You can also message me on LinkedIn.

7 comments

  1. Dear Mark, I’ve just read your article “Inside the Classroom of the Future” on Publishing Perspectives. It was very interesting and I would like to invite you to write in our academic blog “Waiting for an echo” (from Universidad Cooperativa de Colombia Press) a short article about what you call “hybrid textbooks” to delve a bit more into it, if possible. We would appreciate it if you could send us your email address where we can send you the Guidelines to publish in our blog: http://esperandoeleco.ucc.edu.co/en/. Looking forward to your reply.

  2. Mark, Hi. I enjoyed your article ‘Fuel of the Future’ in Tuesday’s ‘i’ (20.12.2016) – about Biofuels as a possible, if controversial, replacement for aircraft fuels. Since then I read some of your other pieces with interest – while looking for your email address – this is as close as I could get. Good luck with your popular tech book – I was recently at Radical Technology Revisited – 40th anniversary of a book by the editors of Undercurrents magazine. In their review of 40 years they mentioned that they had failed to predict solar photovoltaics – and they had predicted the hydrogen economy but it had not yet materialised. Fair game – at the time a solar PV roof might have cost quarter of a million pounds, while I bought a 3 bedroom flat in London in 1976 for £14,000. And a hydrogen economy requires cheap solar energy. The convergence of these is best described in John Bockris’s visionary 1975 book ‘Energy, the Solar Hydrogen Alternative’. He foresees a time when low surplus cost solar electricity will be used to make cheap hydrogen, and that – inter alia – this will replace ‘natural gas’ (methane) for winter heat.

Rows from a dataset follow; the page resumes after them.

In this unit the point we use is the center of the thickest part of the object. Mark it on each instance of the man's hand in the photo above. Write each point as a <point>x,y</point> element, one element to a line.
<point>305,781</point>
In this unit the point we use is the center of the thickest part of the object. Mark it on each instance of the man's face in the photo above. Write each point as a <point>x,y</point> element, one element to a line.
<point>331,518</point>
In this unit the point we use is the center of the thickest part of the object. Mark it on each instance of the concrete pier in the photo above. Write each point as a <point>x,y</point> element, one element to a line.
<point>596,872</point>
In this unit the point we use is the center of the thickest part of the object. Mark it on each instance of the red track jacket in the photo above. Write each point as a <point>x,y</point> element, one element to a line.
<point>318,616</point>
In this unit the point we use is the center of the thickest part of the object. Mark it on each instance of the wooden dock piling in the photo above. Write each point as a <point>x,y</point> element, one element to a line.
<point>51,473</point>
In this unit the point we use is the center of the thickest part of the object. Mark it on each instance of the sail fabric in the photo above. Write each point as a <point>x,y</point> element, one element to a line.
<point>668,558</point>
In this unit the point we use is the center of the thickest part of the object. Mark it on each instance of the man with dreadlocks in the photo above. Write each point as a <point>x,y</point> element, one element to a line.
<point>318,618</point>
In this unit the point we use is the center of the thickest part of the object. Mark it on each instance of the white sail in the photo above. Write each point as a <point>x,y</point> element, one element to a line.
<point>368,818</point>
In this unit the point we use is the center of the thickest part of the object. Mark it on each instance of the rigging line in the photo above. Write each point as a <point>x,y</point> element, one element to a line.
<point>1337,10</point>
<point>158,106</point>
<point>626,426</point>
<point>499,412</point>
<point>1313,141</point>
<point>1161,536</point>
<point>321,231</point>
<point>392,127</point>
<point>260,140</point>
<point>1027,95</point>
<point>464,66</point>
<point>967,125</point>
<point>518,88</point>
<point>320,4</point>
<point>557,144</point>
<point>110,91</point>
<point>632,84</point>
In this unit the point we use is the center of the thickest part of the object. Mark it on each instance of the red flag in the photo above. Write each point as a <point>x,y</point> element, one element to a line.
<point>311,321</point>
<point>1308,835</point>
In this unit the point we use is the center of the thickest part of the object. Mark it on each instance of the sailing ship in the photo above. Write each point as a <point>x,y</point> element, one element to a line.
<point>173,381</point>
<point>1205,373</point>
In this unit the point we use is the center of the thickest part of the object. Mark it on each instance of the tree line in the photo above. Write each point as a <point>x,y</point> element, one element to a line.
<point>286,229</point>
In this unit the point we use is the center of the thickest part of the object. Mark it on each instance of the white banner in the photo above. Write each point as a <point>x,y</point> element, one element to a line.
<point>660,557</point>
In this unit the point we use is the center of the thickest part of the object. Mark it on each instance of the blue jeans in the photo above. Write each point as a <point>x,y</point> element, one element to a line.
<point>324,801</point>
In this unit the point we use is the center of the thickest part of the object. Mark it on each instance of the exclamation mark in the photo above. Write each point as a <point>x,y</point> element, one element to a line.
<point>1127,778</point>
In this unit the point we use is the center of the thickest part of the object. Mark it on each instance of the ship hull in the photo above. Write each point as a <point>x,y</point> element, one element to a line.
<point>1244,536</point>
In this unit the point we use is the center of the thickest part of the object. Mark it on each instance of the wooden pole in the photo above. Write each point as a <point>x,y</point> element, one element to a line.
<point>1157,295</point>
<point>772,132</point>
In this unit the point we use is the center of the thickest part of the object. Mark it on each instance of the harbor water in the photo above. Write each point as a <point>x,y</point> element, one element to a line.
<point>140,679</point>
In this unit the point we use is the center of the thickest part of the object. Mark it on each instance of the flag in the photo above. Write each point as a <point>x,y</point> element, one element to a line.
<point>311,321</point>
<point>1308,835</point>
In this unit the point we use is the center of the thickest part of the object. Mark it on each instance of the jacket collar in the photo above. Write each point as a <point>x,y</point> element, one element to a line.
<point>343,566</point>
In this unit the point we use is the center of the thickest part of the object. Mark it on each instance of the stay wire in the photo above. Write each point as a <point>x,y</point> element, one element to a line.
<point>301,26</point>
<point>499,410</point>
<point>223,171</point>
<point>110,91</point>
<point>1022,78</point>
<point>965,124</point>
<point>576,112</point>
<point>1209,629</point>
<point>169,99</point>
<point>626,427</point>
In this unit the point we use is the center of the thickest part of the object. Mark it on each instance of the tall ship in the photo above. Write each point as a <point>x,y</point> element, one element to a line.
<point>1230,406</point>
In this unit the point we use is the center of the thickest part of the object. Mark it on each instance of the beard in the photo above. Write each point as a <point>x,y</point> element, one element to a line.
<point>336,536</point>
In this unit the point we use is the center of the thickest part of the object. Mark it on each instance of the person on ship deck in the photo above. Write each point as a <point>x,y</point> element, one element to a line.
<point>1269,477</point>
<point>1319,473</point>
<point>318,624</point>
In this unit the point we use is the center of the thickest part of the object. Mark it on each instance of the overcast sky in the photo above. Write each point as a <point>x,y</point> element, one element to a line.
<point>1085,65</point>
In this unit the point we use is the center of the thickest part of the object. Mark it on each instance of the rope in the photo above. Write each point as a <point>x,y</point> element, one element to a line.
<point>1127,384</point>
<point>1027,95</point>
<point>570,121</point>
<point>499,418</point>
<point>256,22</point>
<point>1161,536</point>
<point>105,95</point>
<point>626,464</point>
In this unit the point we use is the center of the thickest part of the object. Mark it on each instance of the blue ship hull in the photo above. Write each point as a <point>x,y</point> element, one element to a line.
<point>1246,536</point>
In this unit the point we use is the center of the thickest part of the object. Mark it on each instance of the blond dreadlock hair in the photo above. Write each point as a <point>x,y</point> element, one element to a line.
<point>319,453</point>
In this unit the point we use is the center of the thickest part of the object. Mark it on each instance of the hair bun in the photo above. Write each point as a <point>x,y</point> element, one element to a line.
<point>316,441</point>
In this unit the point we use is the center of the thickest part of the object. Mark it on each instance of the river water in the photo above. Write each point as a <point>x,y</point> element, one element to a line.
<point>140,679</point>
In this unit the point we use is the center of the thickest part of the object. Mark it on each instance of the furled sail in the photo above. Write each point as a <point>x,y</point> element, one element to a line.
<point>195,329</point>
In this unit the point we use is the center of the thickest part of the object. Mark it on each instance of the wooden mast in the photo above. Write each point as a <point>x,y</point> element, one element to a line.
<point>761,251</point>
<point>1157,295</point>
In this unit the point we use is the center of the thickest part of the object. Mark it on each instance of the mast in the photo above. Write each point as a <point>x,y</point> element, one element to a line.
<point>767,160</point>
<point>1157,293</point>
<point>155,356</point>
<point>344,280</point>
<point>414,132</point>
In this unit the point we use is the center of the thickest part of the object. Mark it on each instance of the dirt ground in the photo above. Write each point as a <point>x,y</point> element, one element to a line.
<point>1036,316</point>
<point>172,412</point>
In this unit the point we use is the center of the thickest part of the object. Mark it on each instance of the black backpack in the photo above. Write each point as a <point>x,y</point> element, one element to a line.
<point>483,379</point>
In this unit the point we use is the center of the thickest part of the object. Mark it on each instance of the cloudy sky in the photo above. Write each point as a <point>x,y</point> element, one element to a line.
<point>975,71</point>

And it becomes an aircraft fuel – the biggest thing is that hydrogen has three times the energy density of aircraft fuel – extending range and payloads while eliminating pollution. He proposes a slurry of liquid / solid hydrogen stored in the wings, and as it evaporates it can cool the wings, allowing faster speeds (including supersonic) with cheaper wings (aluminium vs. titanium). The development of composites and aerogels (super insulators) would make all this more feasible and likely. Biofuels for aircraft are a first step to sustainable air travel – but messy for all the reasons you give. Hydrogen requires new designs, by may be the answer in the long haul.

  3. Dan Akroyd did a film on the Arrow fighter. i thought it was fictional until I saw your article. The US aircraft industry has a hand in the cancellation. But why destroy the prototypes, the blue prints, etc? the destruction of knowledge may be one of the worst things we do.

  4. Nice article on the Avro Arrow. You must be a closet Canadian or serious aerospace buff. Hard to say if Dan Aykroyd’s portrayal of Crawford Gordon was accurate. He was portrayed as being very closely allied with the Liberal government of the day. My take is that if Gordon had done a bit of ass kissing & told Diefenbaker history would remember him as visionary & patriot, yada, yada, it might have gone the other way. Had we not given our resources away for the last 150 years, we might even have been able to afford it.